Michele Ainis, Corriere della Sera 13/04/2011, 13 aprile 2011
FALSE DEFINIZIONI - E’
uno scandalo la prescrizione breve? E in generale è un insulto al senso di giustizia la prescrizione dei reati, quali che siano le sue modalità concrete? Al contrario: questo istituto attinge alle ragioni stesse del diritto. Altrimenti non ci spiegheremmo perché mai fosse già noto all’esperienza giuridica ateniese non meno che a quella romana.
Sotto Giustiniano, infatti, i delitti si prescrivevano in vent’anni, ma anche allora c’erano casi di prescrizione più breve). Non capiremmo perché sia regolato nei codici d’ogni Paese al mondo. Resteremmo increduli scoprendo che il decorso del tempo fa estinguere altresì i diritti, i crediti, le indennità lavorative.
Nel campo penale, la ragione è presto detta. Dipende dalla funzione della pena, che non è un castigo divino, non è la dannazione eterna che t’insegue fin dentro la tomba. La pena mira a soddisfare un’esigenza umana, di noi dannati della terra. E quando la polvere del tempo copre l’allarme sociale che circonda ogni delitto, non ha più senso impugnare il bastone della legge. Perché quella società offesa dal reato non c’è più, è diventata un’altra. Perché anche il reo è diventato un altro uomo, sicché punirlo sarebbe come fargli scontare le colpe di suo nonno. Perché infine ciascuno ha diritto a un orizzonte di libertà, mentre l’attesa perpetua della pena si tradurrebbe in una pena perpetua. A meno che il crimine commesso non sia tanto efferato da trascendere la storia: l’omicidio è un delitto senza tempo, e infatti è imprescrittibile.
No, non è la prescrizione il peccato che ci spedirà all’inferno. Non è neppure il diavolo con le sembianze di Silvio Berlusconi, se vogliamo misurare i problemi laicamente, senza pregiudizi, senza vade retro. E non è l’accorciamento del termine di prescrizione per gli incensurati, che dopotutto ha una sua ragionevolezza. Tuttavia quest’ultima diventa irragionevole se la caliamo nell’ambiente giuridico italiano, qui e ora. In primo luogo per l’incontinenza del nostro legislatore: magari ci avranno fatto caso in pochi, ma la prescrizione breve ce l’abbiamo già. Quella battezzata nel 2005 dalla legge ex Cirielli, che ha sforbiciato i termini per i reati meno gravi. Però a forza di stirare come un elastico il tempo della prescrizione si contraddice l’aspirazione alla certezza, che è alla base della stessa prescrizione. E a prendere sul serio le parole, quest’ultima creatura andrebbe denominata brevissima, per distinguerla dalla precedente.
Ecco, le parole. Innervano da sempre la politica, ma pure il diritto è intessuto di parole, fin dall’epoca delle XII Tavole. Il guaio è che le parole della legge sono diventate false, ingannatrici. Evocano un permesso di soggiorno temporaneo per i tunisini, non con l’intenzione d’ospitarli, bensì per espellerli, a nord anziché a sud. Chiamano interventi umanitari le nostre guerre in Libia, in Afghanistan, in varie altre contrade. Promettono il testamento biologico nell’atto stesso in cui lo negano. Forgiano una legge elettorale che in realtà sostituisce la cooptazione all’elezione. Per forza i cittadini ne diffidano. Dei politici, e per conseguenza delle leggi.
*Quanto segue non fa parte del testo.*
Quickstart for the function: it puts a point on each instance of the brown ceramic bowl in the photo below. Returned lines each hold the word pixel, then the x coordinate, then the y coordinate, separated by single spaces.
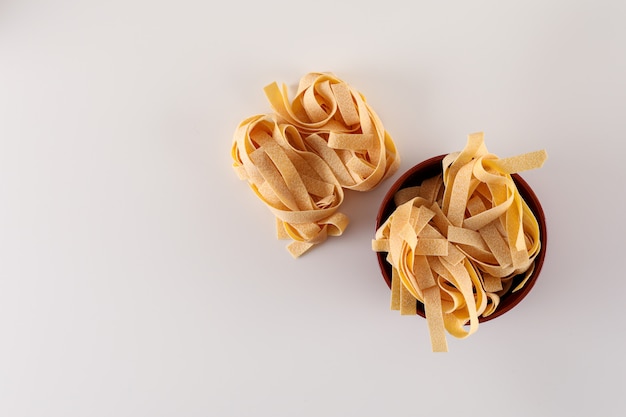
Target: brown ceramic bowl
pixel 432 167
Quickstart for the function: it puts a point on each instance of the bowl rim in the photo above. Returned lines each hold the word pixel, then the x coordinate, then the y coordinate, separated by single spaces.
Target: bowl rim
pixel 509 300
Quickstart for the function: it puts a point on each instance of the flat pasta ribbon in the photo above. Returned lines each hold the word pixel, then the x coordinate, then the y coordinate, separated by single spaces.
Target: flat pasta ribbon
pixel 346 125
pixel 299 168
pixel 456 241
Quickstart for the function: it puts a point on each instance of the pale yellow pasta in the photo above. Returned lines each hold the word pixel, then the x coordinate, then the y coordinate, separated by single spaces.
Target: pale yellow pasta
pixel 457 248
pixel 299 159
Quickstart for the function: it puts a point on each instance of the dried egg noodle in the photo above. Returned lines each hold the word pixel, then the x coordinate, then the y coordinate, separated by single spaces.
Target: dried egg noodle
pixel 299 159
pixel 456 241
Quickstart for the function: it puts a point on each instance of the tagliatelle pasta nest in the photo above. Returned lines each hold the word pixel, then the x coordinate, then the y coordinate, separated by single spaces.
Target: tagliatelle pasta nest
pixel 299 159
pixel 456 241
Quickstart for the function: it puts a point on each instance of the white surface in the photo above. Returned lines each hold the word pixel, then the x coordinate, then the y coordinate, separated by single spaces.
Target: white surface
pixel 140 277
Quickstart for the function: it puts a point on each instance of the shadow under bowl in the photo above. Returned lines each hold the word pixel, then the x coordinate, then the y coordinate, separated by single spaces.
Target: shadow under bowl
pixel 432 167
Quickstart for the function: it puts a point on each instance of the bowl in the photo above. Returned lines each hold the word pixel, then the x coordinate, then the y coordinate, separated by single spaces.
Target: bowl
pixel 432 167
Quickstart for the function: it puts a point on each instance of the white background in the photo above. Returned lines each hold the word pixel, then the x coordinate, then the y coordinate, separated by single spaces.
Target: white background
pixel 140 277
E il processo breve? C’è forse qualcuno che lo preferirebbe lungo? Ma per ottenerlo dovremmo tagliare il troppo diritto che appesantisce i nostri troppi tribunali (1.292, il doppio dell’Inghilterra o della Spagna). Dovremmo depenalizzare, anche perché 35 mila fattispecie di reato significano carceri affollate come il metrò di Tokyo. Dovremmo sfoltire procedimenti e riti (quelli civili sono 34). Noi invece seghiamo i processi, come se 170 mila prescrizioni l’anno non fossero abbastanza. L’incongruenza, ecco il vizio di quest’ultima riforma. Se la giustizia italiana fosse una gazzella potrebbe funzionare. Siccome è una lumaca, finirà per ammazzarla.